Cuando el árbitro señaló el final, la imagen de Messi quedó grabada para siempre: el capitán argentino permaneció unos instantes sobre el césped, observando el escenario donde concluía su extraordinaria historia mundialista. Sus compañeros lo rodearon en un gesto de reconocimiento, mientras los aplausos descendían desde las tribunas, incluso de muchos aficionados españoles.

Con seis Copas del Mundo disputadas —Alemania 2006, Sudáfrica 2010, Brasil 2014, Rusia 2018, Catar 2022 y Estados Unidos, México y Canadá 2026—, Messi cerró un ciclo irrepetible.
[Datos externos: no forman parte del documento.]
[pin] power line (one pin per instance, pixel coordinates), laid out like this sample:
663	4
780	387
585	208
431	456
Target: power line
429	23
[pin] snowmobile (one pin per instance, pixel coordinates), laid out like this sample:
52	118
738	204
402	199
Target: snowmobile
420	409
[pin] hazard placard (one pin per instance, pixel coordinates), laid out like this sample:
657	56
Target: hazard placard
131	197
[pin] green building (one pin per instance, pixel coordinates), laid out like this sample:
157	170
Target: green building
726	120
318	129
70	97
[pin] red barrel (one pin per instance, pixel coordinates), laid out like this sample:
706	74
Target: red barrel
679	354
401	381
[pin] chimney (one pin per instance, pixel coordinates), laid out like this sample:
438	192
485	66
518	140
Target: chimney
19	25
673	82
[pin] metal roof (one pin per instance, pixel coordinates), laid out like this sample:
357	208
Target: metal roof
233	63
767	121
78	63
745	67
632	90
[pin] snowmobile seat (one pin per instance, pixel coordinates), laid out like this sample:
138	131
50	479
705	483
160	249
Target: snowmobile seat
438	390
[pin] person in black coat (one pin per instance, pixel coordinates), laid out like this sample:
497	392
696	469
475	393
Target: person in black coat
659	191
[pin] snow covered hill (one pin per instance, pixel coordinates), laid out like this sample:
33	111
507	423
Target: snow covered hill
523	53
Pocos futbolistas lograron mantenerse durante dos décadas en la élite del fútbol internacional y conducir a su selección a dos finales consecutivas de un Mundial.

Aunque el desenlace no tuvo el final soñado, su legado quedó intacto. Campeón del mundo, múltiple campeón con Argentina y protagonista de una era inolvidable, Lionel Messi se despidió de los Mundiales dejando una huella imborrable. El resultado de la final no modificó su lugar en la historia: se marchó como uno de los futbolistas más grandes de todos los tiempos y como el máximo referente de una generación que devolvió a la Argentina a la cima del fútbol mundial.